例えば、前記実施形態では、前記底部11bの内面として、この内面において、第1外周縁11gがその全長にわたって最も下方に位置されるように全面が傾斜した傾斜平面を示したが、これに代えて、前記底部11bの内面の周縁部のうち、パイプ16の下端開口部16aが開口する部分のみが、この内面において最も下方に位置するように、前記底部11bの内面を形成してもよい。
【0030】
例えば、底部11bの内面を、前記実施形態のように第2外周縁11hから第1外周縁11gに向けて漸次下方に傾斜させるのに加え、第3外周縁11iと第4外周縁11jとが互いに対向する方向に沿った断面視形状を凹形状にして、第1外周縁11gにおいてパイプ16の下端開口部16aが開口している部分、つまりその長さ方向中央部のみを、この底部11bの内面において最も下方に位置させてもよい。
【0031】
ここで、前記凹形状は、1つの曲面で構成してもよいし、あるいは第3外周縁11iから第3、第4外周縁11i、11jが互いに対向する方向の中央部に向かうに従い漸次下方に傾斜した第1傾斜面と、第4外周縁11jから第3、第4外周縁11i、11jが互いに対向する方向の中央部に向かうに従い漸次下方に傾斜した第2傾斜面と、これらの両傾斜面の下端同士を連結し、かつ第2外周縁11hから第1外周縁11gに向けて漸次下方に傾斜した第3傾斜面と、で構成してもよい。
【0032】
また、前記実施形態では、底部11bの上面視形状として矩形を示したが、これに代えて、例えば円形状、三角形、若しくは五角以上の多角形としてもよい。
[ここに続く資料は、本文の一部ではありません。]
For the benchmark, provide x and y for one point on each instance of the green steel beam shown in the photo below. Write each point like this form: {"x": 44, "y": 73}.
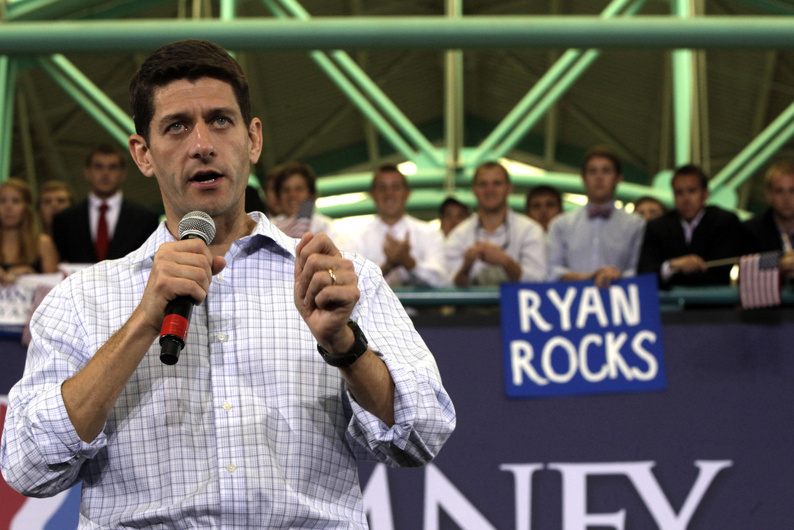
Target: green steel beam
{"x": 227, "y": 9}
{"x": 7, "y": 75}
{"x": 96, "y": 94}
{"x": 763, "y": 32}
{"x": 74, "y": 9}
{"x": 683, "y": 92}
{"x": 89, "y": 105}
{"x": 546, "y": 91}
{"x": 368, "y": 89}
{"x": 453, "y": 104}
{"x": 756, "y": 153}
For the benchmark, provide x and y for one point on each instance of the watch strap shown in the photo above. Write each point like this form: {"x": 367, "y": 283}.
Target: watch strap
{"x": 358, "y": 349}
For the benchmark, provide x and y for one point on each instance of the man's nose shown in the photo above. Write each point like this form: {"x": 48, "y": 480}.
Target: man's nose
{"x": 201, "y": 144}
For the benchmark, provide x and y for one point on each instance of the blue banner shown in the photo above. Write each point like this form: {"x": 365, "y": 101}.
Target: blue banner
{"x": 572, "y": 338}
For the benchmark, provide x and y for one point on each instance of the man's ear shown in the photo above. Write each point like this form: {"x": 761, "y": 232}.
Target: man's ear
{"x": 255, "y": 137}
{"x": 140, "y": 154}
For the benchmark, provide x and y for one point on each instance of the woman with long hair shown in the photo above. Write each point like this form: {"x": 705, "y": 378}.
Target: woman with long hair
{"x": 22, "y": 249}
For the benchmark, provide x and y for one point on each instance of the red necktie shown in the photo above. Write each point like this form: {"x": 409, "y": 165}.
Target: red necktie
{"x": 102, "y": 233}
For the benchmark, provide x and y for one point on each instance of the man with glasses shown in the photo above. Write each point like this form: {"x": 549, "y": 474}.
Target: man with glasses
{"x": 495, "y": 244}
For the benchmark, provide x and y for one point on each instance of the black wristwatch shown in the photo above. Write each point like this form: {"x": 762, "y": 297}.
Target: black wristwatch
{"x": 357, "y": 350}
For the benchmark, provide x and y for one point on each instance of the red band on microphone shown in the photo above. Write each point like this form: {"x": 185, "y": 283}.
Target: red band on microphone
{"x": 175, "y": 325}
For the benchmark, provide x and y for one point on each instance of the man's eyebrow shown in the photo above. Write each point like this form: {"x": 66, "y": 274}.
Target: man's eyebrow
{"x": 174, "y": 117}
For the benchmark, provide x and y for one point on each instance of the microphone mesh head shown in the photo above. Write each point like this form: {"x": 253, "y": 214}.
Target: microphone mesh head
{"x": 197, "y": 225}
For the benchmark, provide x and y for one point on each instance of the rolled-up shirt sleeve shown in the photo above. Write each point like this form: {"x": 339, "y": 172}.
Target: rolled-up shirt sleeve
{"x": 423, "y": 411}
{"x": 41, "y": 451}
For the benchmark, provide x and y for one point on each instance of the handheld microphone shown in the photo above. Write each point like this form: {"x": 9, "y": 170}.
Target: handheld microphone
{"x": 195, "y": 225}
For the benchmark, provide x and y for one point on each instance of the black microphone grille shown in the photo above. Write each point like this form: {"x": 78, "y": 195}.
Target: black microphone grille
{"x": 197, "y": 224}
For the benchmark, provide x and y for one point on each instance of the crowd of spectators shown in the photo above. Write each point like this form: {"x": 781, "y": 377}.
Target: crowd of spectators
{"x": 691, "y": 244}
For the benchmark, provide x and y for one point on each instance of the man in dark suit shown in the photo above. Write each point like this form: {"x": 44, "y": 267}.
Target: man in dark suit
{"x": 105, "y": 225}
{"x": 677, "y": 245}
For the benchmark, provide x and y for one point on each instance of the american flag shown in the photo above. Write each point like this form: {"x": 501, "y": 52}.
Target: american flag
{"x": 759, "y": 280}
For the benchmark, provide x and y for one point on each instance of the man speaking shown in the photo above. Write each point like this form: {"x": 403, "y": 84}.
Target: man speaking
{"x": 298, "y": 360}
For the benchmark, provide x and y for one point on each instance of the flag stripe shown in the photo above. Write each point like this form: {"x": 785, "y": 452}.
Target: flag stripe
{"x": 759, "y": 280}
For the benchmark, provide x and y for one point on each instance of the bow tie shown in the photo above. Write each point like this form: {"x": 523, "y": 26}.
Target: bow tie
{"x": 599, "y": 211}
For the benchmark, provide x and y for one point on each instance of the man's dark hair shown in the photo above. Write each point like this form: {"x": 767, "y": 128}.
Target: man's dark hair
{"x": 387, "y": 168}
{"x": 602, "y": 151}
{"x": 189, "y": 59}
{"x": 284, "y": 171}
{"x": 692, "y": 169}
{"x": 648, "y": 198}
{"x": 490, "y": 165}
{"x": 451, "y": 202}
{"x": 105, "y": 149}
{"x": 545, "y": 190}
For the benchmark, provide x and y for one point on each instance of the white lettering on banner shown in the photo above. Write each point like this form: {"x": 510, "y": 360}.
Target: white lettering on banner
{"x": 522, "y": 478}
{"x": 574, "y": 485}
{"x": 624, "y": 307}
{"x": 645, "y": 355}
{"x": 563, "y": 305}
{"x": 591, "y": 304}
{"x": 441, "y": 493}
{"x": 578, "y": 359}
{"x": 548, "y": 369}
{"x": 529, "y": 310}
{"x": 521, "y": 354}
{"x": 584, "y": 366}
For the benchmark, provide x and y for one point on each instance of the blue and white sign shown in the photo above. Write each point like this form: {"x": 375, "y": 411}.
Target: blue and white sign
{"x": 573, "y": 338}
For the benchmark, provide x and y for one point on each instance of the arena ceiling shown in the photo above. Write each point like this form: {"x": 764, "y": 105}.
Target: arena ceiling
{"x": 655, "y": 107}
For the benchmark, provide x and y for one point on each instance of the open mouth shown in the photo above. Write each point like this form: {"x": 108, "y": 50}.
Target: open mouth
{"x": 206, "y": 177}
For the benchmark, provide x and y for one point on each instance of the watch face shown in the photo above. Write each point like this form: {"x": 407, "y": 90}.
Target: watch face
{"x": 358, "y": 349}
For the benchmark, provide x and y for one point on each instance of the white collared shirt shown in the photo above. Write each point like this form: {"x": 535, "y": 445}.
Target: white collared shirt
{"x": 427, "y": 249}
{"x": 246, "y": 429}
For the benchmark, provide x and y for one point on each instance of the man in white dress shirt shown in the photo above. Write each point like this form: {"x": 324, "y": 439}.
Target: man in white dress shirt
{"x": 408, "y": 250}
{"x": 495, "y": 244}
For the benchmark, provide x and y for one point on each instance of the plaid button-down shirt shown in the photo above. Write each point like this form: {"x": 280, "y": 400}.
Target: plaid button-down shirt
{"x": 250, "y": 429}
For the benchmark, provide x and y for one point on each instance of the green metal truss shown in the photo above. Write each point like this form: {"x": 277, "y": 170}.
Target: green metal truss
{"x": 87, "y": 25}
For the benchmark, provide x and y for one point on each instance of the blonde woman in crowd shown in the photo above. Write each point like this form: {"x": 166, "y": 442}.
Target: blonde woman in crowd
{"x": 22, "y": 250}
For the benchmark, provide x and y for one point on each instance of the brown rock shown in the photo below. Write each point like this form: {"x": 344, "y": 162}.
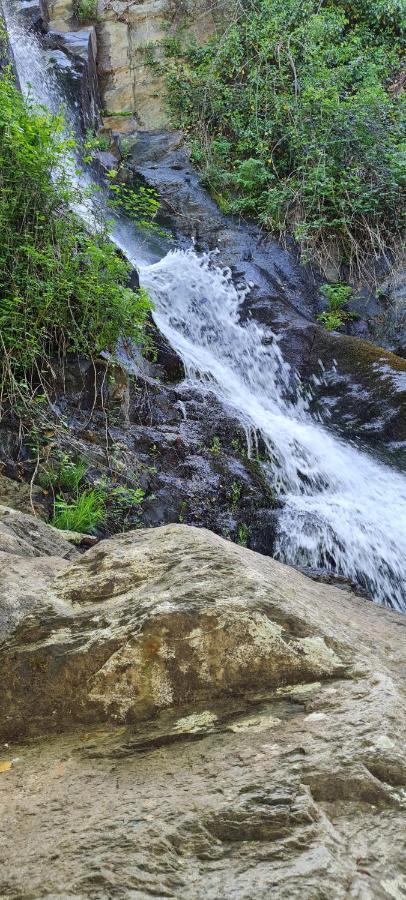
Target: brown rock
{"x": 24, "y": 535}
{"x": 273, "y": 765}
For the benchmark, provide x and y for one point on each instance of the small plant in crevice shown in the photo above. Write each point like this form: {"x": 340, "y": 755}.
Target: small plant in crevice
{"x": 85, "y": 11}
{"x": 215, "y": 446}
{"x": 138, "y": 201}
{"x": 235, "y": 493}
{"x": 83, "y": 514}
{"x": 337, "y": 314}
{"x": 242, "y": 534}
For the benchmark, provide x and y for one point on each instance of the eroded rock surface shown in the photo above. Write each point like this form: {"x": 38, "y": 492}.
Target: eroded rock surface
{"x": 242, "y": 731}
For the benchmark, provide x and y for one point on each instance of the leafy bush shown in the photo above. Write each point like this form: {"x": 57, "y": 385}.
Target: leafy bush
{"x": 336, "y": 314}
{"x": 61, "y": 289}
{"x": 293, "y": 116}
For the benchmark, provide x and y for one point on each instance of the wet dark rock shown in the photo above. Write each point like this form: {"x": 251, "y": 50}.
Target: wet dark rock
{"x": 285, "y": 297}
{"x": 75, "y": 54}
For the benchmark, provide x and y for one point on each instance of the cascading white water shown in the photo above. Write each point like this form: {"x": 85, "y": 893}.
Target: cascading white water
{"x": 341, "y": 508}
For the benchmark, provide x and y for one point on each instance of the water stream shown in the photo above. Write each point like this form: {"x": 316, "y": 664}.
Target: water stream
{"x": 342, "y": 509}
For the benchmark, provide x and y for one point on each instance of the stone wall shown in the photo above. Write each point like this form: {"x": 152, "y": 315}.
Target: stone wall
{"x": 127, "y": 32}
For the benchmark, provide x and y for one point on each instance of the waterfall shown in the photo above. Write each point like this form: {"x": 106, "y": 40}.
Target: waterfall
{"x": 341, "y": 508}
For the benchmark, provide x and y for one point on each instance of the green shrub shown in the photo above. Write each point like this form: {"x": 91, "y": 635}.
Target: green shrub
{"x": 292, "y": 117}
{"x": 336, "y": 314}
{"x": 62, "y": 289}
{"x": 84, "y": 514}
{"x": 85, "y": 11}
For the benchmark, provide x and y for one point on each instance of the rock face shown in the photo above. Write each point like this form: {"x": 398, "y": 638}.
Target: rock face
{"x": 241, "y": 731}
{"x": 128, "y": 35}
{"x": 74, "y": 55}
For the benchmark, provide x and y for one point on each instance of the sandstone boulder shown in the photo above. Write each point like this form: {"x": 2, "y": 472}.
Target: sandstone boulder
{"x": 240, "y": 731}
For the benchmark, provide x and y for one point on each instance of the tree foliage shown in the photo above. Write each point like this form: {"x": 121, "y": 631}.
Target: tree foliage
{"x": 295, "y": 116}
{"x": 62, "y": 289}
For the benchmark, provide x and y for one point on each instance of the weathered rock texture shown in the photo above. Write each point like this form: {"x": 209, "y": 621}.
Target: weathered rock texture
{"x": 243, "y": 731}
{"x": 127, "y": 33}
{"x": 130, "y": 35}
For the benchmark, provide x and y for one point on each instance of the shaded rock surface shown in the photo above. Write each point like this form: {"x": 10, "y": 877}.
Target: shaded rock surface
{"x": 358, "y": 387}
{"x": 150, "y": 430}
{"x": 74, "y": 55}
{"x": 242, "y": 731}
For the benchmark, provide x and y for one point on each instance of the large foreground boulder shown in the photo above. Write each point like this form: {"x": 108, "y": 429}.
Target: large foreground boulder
{"x": 221, "y": 727}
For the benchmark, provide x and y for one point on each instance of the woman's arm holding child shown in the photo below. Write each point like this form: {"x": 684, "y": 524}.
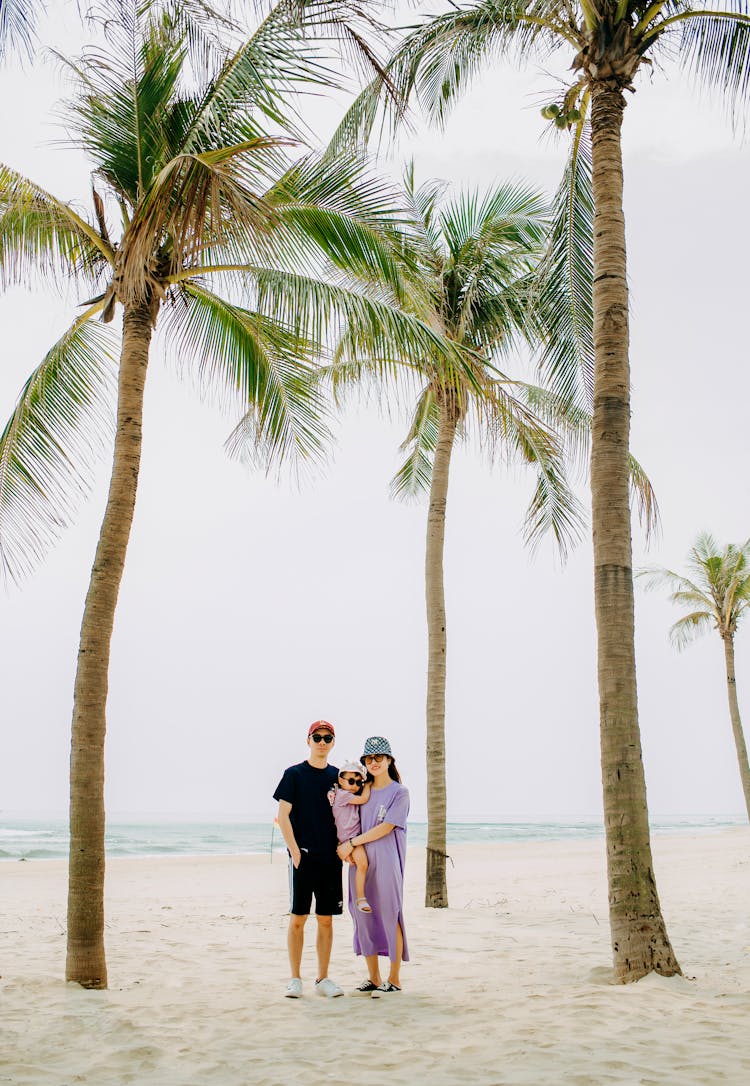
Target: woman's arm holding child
{"x": 360, "y": 798}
さらに、前記実施形態では、パイプ16を湾曲させたが、これに代えて、例えばその全長にわたって湾曲させないで前記中心軸線O方向に沿って延在させてもよい。そして、前記底部11bの内面を、第1〜第4外周縁11g、11h、11i、11jからそれぞれ、この内面の径方向中央部に向かうに従い漸次、下方に向けて傾斜させ、かつ周方向の長さを短くした4つの傾斜面で構成された逆四角錐形状にしてもよい。また、これに代えて、前記底部11bの内面を、その径方向中央部が最も下方に位置されるような凹曲面状に形成してもよい。
【産業上の利用可能性】
【0033】
残り僅かになっている液体を使用する際に、この液体中にパイプの下端開口部を浸漬させるのに要する時間を短縮することができる。
【図面の簡単な説明】
【0034】
【図1】本発明の一実施形態として示した押下式液体吐出容器の半断面図である。
【図2】図1に示す押下式液体吐出容器において、X−X線矢視断面図である。
【符号の説明】
【0035】
10 押下式液体吐出容器
11 容器本体
11a 口部
11b 底部
11e 雄ねじ部
11g 第1外周縁(周縁部)
11h 第2外周縁(周縁部)
11i 第3外周縁(周縁部)
11j 第4外周縁(周縁部)
12 ポンプ部
13 ノズル
14 押下ヘッド
15 シリンダ部
16 パイプ
16a 下端開口部
17 装着キャップ
17c 雌ねじ部
O 中心軸線

【特許請求の範囲】
【請求項1】
内部に液体が充填される容器本体と、この容器本体の口部に装着されたポンプ部と、が備えられ、
このポンプ部は、ノズルを有し、かつ上方付勢状態で設けられた押下ヘッドと、この押下ヘッドの下端から下方に向けて延設され、内部が前記ノズルと連通可能なシリンダ部と、このシリンダ部の下端から下方に向けて延設され前記容器本体内の底部に開口し、かつ内部が前記シリンダ部の内部と連通されたパイプと、を備えた押下式液体吐出容器であって、
前記容器本体の底部の内面は、前記パイプの下端開口部が開口する部分に向かうに従い漸次下方に向けて傾斜した1つまたは複数の傾斜面で構成されていることを特徴とする押下式液体吐出容器。
【請求項2】
請求項1記載の押下式液体吐出容器であって、
前記パイプは、その下端開口部が前記底部の内面における周縁部に向くように湾曲していることを特徴とする押下式液体吐出容器。
【請求項3】
請求項2記載の押下式液体吐出容器であって、
前記押下ヘッドは、前記ポンプ部が容器本体に装着された状態で、この容器本体の中心軸線回りに前記シリンダ部およびパイプに対して回転不能に設けられ、
この容器の上面視において、前記ノズルが開口する方向と、前記パイプが前記周縁部に向けて湾曲する方向と、が一致していることを特徴とする押下式液体吐出容器。
【請求項4】
請求項2または3に記載の押下式液体吐出容器であって、
前記容器本体の口部に雄ねじ部が形成されるとともに、前記ポンプ部には内周面に雌ねじ部が形成された装着キャップが設けられ、この装着キャップを前記口部に螺着することにより前記ポンプ部が口部に装着され、
前記雄ねじ部および雌ねじ部それぞれにおいて、これらの両ねじ部を螺合する際に互いが螺合し始める螺合始まり部、および互いが螺合したときに前記装着キャップの口部への螺着が完了する螺合終わり部の前記中心軸線回りの各周方向位置は、
前記装着キャップの口部への螺着が完了したときに、前記パイプの下端開口部が、前記底部の内面において最も下方に位置する部分に当接するようにそれぞれ設定されていることを特徴とする押下式液体吐出容器。